And now for the dramatic conclusion to The Great MP3 Bitrate Experiment you've all been waiting for! The actual bitrates of each audio sample are revealed below, along with how many times each was clicked per the goo.gl URL shortener stats between Thursday, June 21st and Tuesday, June 26th.
During that six day period, my overall Amazon CloudFront and S3 bill for these downloaded audio samples was $103.72 for 800 GB of data, across 200k requests.
Based on the raw click stats, it looks like a bunch of folks clicked on the first and second files, then lost interest. Probably because of, y'know, Starship. Still, it's encouraging to note that the last two files were both clicked about 5.5k times for those that toughed their way out to the very end. Of those listeners, 3,512 went on to contribute results. Not bad at all! I mean, considering I made everyone listen to what some people consider to be one of the
bestworst "rock" songs of all time. You guys are troopers, taking one in the ear for the team in the name of science. That's what I admire about you.
I belatedly realized after creating this experiment that there was an easy way to cheat. Simply compress all the samples with FLAC, then sort by filesize.
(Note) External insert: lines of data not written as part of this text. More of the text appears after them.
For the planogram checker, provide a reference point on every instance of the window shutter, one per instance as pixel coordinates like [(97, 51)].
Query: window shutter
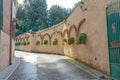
[(1, 14)]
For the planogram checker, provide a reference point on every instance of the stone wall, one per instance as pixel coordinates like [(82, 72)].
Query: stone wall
[(91, 21)]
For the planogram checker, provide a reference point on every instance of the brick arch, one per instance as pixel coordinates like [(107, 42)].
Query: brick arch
[(55, 33), (72, 27), (65, 31), (46, 34), (56, 38), (27, 38), (79, 26)]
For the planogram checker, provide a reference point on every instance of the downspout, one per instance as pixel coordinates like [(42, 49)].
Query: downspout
[(11, 24)]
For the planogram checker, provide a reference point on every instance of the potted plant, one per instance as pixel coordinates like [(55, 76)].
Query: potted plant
[(45, 42), (38, 43), (55, 42), (71, 40)]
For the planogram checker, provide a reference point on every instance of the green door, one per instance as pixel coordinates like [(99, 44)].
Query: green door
[(113, 28)]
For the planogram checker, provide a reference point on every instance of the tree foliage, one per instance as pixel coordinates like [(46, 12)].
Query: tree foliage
[(56, 14)]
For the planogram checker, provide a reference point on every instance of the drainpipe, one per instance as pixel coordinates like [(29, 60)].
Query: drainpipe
[(11, 24)]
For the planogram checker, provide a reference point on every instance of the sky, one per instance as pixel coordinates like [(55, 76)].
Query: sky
[(63, 3)]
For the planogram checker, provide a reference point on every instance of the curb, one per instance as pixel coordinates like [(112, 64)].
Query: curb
[(13, 70), (7, 72)]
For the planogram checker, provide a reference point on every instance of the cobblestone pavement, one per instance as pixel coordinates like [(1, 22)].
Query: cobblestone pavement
[(47, 67)]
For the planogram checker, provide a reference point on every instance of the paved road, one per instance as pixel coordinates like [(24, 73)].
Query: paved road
[(47, 67)]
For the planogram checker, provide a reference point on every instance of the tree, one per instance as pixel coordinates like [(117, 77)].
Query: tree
[(56, 14)]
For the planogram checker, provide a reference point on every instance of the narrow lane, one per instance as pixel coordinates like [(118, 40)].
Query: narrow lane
[(47, 67)]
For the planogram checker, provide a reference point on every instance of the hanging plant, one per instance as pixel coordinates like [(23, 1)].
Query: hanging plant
[(82, 38), (45, 42), (38, 43), (71, 40), (64, 41)]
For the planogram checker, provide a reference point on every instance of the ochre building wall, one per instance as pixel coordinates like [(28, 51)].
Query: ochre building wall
[(91, 21), (5, 36)]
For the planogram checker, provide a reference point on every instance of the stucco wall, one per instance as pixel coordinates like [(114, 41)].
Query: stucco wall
[(5, 36), (92, 22)]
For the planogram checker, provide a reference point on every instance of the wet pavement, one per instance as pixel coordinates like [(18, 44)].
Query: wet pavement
[(47, 67)]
10,836,505 We+Built+This+City+-+Excerpt+(Feta).flac 11,054,288 We+Built+This+City+-+Excerpt+(Limburger).flac 11,294,757 We+Built+This+City+-+Excerpt+(Brie).flac 11,731,999 We+Built+This+City+-+Excerpt+(Cheddar).flac 11,816,415 We+Built+This+City+-+Excerpt+(Gouda).flac
The higher the bitrate, apparently, the less compressible the audio files are with lossless FLAC compression. It's a small difference in absolute file size, but it's enough to sort exactly with quality. At least you can independently verify that I wasn't tricking anyone in this experiment; each sample was indeed different, and the bitrates are what I said they were.
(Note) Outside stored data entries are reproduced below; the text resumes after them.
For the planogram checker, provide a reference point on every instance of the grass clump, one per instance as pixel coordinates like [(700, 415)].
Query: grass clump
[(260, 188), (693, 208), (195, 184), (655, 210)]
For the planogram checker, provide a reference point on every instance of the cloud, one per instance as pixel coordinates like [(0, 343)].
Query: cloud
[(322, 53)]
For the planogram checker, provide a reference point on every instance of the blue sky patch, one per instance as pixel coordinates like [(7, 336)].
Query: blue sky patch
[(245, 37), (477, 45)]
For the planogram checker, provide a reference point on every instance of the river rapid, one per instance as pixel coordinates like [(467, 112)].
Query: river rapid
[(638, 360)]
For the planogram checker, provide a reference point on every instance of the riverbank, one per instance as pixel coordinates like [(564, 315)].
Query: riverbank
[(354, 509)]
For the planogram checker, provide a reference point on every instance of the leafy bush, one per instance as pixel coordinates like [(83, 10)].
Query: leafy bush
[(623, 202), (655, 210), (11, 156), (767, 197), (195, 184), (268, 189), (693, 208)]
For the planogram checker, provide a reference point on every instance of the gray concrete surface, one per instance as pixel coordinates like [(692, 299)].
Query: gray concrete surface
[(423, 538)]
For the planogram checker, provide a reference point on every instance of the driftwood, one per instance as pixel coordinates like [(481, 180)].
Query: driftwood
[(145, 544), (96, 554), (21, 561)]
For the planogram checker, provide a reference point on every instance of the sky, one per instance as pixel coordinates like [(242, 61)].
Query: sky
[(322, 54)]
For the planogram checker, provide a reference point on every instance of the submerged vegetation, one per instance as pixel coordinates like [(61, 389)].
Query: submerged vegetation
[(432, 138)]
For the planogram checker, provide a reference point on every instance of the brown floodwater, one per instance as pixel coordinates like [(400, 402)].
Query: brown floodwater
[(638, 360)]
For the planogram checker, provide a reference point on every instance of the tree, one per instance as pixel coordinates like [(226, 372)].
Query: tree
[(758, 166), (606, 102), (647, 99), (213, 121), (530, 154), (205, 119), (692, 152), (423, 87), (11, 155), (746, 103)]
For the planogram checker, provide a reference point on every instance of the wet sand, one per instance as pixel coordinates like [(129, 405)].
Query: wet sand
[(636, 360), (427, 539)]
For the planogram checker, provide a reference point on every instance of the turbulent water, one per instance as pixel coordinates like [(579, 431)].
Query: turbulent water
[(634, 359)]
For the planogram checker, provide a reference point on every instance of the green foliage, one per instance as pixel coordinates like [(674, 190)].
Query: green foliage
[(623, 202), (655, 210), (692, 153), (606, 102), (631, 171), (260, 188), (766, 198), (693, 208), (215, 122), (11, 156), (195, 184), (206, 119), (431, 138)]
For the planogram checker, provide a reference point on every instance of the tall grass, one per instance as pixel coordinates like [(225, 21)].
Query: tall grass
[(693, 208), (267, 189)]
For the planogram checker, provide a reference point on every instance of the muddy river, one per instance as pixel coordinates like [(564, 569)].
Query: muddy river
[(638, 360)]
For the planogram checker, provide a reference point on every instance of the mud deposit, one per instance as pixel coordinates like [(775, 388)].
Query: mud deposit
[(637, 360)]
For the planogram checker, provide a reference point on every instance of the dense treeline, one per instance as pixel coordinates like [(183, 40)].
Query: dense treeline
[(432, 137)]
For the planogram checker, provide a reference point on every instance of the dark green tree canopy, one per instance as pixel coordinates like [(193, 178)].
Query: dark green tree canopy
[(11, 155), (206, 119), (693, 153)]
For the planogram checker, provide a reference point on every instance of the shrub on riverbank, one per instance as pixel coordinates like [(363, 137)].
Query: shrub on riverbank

But you guys and gals wouldn't do that, because you aren't dirty, filthy cheaters, right? Of course not. Let's go over the actual results. Remember each sample was ranked in a simple web form from 1 to 5, where 1 is worst quality, and 5 is highest quality.
The summary statistics for the 3,512 data points:
|raw CD audio||(Gouda)||3.34||1.26|
(If you'd like to perform more detailed statistical analysis, download the Excel 2010 spreadsheet with all the data and have at it.)
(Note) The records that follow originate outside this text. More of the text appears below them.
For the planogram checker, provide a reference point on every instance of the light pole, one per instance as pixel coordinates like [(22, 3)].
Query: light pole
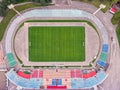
[(11, 6), (100, 7)]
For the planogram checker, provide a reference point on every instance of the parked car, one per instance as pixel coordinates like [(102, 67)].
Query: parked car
[(115, 8)]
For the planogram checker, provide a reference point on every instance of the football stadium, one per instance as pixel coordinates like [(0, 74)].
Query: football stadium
[(56, 48)]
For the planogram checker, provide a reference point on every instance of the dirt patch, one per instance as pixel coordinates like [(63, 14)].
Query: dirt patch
[(92, 43)]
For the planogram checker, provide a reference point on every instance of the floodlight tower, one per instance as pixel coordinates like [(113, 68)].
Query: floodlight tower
[(11, 6), (100, 7)]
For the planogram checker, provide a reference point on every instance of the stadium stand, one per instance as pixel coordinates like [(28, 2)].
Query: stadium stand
[(31, 83), (81, 83), (11, 60), (105, 48), (56, 87), (24, 75), (59, 82), (76, 73), (1, 57), (103, 57), (54, 83), (90, 74)]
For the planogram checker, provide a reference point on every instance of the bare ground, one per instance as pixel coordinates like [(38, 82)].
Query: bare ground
[(91, 42)]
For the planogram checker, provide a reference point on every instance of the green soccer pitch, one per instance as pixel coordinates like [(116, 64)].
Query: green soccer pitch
[(56, 43)]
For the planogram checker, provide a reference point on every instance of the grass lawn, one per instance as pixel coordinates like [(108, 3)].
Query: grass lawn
[(96, 3), (10, 14), (56, 44)]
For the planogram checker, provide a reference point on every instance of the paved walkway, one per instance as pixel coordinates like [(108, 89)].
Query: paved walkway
[(21, 43), (1, 18), (113, 81)]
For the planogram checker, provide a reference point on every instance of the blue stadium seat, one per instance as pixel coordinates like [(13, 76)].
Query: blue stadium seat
[(59, 82)]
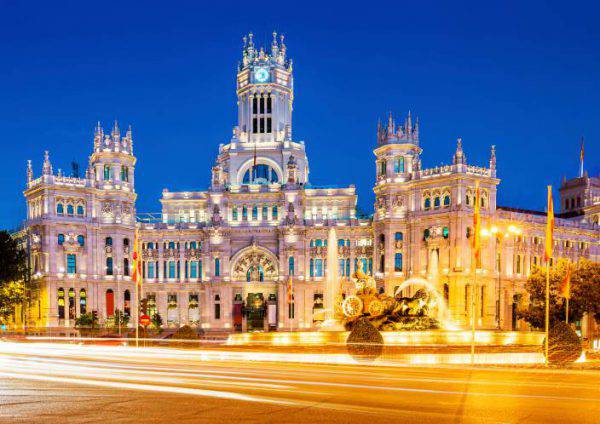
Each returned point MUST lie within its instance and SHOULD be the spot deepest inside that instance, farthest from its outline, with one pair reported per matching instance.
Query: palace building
(223, 258)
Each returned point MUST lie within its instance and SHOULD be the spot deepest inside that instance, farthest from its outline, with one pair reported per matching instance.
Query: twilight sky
(524, 76)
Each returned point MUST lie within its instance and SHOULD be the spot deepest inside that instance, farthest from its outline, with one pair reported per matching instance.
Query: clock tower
(265, 93)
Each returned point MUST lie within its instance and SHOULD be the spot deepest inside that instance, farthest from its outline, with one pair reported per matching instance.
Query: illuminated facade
(222, 258)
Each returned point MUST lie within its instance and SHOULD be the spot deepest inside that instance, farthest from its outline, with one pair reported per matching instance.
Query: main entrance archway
(256, 269)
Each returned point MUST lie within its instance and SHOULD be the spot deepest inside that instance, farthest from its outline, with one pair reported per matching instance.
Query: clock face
(261, 74)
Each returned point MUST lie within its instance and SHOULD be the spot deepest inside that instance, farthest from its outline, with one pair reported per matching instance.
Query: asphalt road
(87, 384)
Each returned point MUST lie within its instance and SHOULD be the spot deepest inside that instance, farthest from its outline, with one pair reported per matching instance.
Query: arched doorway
(110, 303)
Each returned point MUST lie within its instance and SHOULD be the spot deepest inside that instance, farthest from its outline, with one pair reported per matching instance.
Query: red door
(110, 303)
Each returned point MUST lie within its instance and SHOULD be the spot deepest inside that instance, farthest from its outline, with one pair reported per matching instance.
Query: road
(45, 382)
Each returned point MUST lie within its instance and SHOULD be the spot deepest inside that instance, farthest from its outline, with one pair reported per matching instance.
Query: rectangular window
(217, 267)
(318, 267)
(71, 263)
(398, 262)
(109, 266)
(151, 270)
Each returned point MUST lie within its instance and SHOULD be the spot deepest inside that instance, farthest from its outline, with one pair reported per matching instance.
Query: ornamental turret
(29, 172)
(47, 166)
(265, 93)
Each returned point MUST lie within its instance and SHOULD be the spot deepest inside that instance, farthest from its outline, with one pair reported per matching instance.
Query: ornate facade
(222, 258)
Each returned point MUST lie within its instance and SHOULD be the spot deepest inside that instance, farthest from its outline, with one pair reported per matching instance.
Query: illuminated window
(427, 203)
(260, 174)
(398, 262)
(71, 263)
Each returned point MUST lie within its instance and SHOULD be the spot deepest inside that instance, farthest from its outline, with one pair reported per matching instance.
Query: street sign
(145, 320)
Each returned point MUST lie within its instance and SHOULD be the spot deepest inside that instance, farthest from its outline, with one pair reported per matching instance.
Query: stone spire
(116, 133)
(493, 158)
(47, 166)
(459, 156)
(29, 171)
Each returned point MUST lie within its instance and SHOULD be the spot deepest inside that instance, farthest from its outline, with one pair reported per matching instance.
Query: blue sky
(524, 76)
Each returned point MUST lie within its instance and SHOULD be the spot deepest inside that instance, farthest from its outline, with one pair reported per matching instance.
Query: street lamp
(499, 233)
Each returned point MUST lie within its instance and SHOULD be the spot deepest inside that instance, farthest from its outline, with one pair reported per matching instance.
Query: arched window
(110, 303)
(260, 174)
(109, 266)
(398, 262)
(61, 302)
(124, 174)
(217, 267)
(127, 303)
(107, 172)
(82, 301)
(399, 165)
(217, 307)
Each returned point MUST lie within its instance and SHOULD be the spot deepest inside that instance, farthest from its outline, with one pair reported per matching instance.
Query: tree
(585, 293)
(89, 320)
(120, 319)
(14, 274)
(156, 320)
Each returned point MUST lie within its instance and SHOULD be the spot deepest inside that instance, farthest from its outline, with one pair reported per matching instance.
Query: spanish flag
(290, 290)
(477, 224)
(565, 288)
(137, 261)
(549, 227)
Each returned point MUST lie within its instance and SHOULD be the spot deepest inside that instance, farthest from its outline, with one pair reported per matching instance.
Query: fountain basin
(425, 338)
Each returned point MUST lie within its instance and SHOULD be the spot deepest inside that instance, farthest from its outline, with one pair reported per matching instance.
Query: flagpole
(547, 307)
(473, 293)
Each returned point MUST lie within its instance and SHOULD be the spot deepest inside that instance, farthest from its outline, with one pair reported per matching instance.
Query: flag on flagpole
(477, 224)
(549, 227)
(290, 290)
(565, 288)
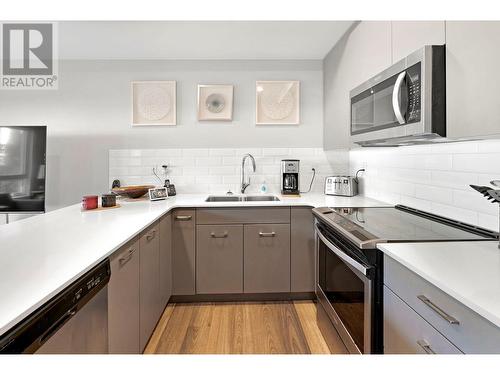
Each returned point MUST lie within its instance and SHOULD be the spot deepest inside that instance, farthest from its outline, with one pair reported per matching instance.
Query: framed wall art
(154, 103)
(277, 103)
(215, 102)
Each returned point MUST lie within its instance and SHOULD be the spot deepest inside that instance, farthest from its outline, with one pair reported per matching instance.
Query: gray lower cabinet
(302, 250)
(184, 252)
(124, 301)
(165, 259)
(150, 309)
(463, 327)
(266, 258)
(406, 332)
(219, 259)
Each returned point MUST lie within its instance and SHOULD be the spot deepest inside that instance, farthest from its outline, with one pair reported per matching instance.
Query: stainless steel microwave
(405, 104)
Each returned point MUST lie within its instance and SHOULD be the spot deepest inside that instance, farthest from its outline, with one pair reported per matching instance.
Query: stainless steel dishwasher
(73, 322)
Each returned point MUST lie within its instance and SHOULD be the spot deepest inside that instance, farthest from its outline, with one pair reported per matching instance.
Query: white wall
(217, 170)
(90, 114)
(433, 178)
(364, 51)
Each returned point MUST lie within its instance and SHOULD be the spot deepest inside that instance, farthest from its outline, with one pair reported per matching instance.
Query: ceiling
(198, 39)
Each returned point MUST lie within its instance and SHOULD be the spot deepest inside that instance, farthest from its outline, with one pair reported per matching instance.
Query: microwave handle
(396, 94)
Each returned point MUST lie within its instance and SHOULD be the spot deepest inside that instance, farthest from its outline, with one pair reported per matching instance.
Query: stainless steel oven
(344, 290)
(404, 104)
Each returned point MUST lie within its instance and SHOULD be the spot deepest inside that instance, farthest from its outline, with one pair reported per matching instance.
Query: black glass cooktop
(401, 224)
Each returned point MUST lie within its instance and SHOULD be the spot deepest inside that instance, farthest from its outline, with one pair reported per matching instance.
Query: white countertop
(42, 255)
(467, 271)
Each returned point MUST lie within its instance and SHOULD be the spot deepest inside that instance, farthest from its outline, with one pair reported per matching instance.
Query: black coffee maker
(290, 177)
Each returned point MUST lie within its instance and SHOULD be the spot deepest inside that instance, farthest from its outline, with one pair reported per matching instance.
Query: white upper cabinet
(472, 79)
(408, 36)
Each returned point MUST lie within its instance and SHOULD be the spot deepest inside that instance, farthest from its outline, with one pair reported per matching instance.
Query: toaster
(346, 186)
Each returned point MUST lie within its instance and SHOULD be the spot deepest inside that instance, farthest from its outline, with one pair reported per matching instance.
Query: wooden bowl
(133, 192)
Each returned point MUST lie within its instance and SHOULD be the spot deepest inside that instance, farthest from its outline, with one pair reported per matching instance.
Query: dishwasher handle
(57, 324)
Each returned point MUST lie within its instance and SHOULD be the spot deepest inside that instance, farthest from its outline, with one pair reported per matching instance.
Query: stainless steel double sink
(242, 198)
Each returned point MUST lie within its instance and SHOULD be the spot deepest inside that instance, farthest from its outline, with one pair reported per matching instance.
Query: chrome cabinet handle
(270, 234)
(127, 257)
(223, 235)
(396, 104)
(183, 217)
(151, 235)
(426, 346)
(438, 310)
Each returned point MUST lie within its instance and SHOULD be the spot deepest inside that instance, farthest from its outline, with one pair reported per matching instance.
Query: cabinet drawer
(466, 329)
(219, 259)
(243, 215)
(183, 252)
(123, 301)
(405, 332)
(149, 284)
(267, 258)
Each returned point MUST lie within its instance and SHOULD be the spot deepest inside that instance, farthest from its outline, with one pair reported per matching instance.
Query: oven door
(344, 289)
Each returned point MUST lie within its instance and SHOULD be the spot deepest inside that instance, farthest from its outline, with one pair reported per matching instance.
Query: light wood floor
(238, 328)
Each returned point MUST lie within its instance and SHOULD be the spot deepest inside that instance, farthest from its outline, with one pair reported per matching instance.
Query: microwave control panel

Even without busting out hard-core statistics, I think it's clear from the basic summary statistics graph that only one audio sample here was discernably different than the rest – the 128kbps CBR. And by different I mean "audibly worse". I've maintained for a long, long time that typical 128kbps MP3s are not acceptable quality. Even for the worst song ever. So I guess we can consider this yet another blind listening test proving that point. Give us VBR at an average bitrate higher than 128kbps, or give us death!
But what about the claim that people with dog ears can hear the difference between the higher bitrate MP3 samples? Well, first off, it's incredibly strange that the first sample – encoded at a mere 160kbps – does better on average than everything else. I think it's got to be bias from appearing first in the list of audio samples. It's kind of an outlier here for no good reason, so we have to almost throw it out. More fuel for the argument that people can't hear a difference at bitrates above 128kbps, and even if they do, they're probably imagining it. If we didn't throw out this result, we'd have to conclude that the 160kbps sample was somehow superior to the raw CD audio, which is … clearly insane.
Running T-Test and Analysis of Variance (it's in the spreadsheet) on the non-insane results, I can confirm that the 128kbps CBR sample is lower quality with an extremely high degree of statistical confidence. Beyond that, as you'd expect, nobody can hear the difference between a 320kbps CBR audio file and the CD. And the 192kbps VBR results have a barely statistically significant difference versus the raw CD audio at the 95% confidence level. I'm talking absolutely wafer thin here.
Anyway, between the anomalous 160kbps result and the blink-and-you'll-miss-it statistical difference between the 192kbps result and the raw CD audio, I'm comfortable calling this one as I originally saw it. The data from this experiment confirms what I thought all along: for pure listening, the LAME defaults of 192kbps variable bit rate encoding do indeed provide a safe, optimal aural bang for the byte – even dogs won't be able to hear the difference between 192kbps VBR MP3 tracks and the original CD.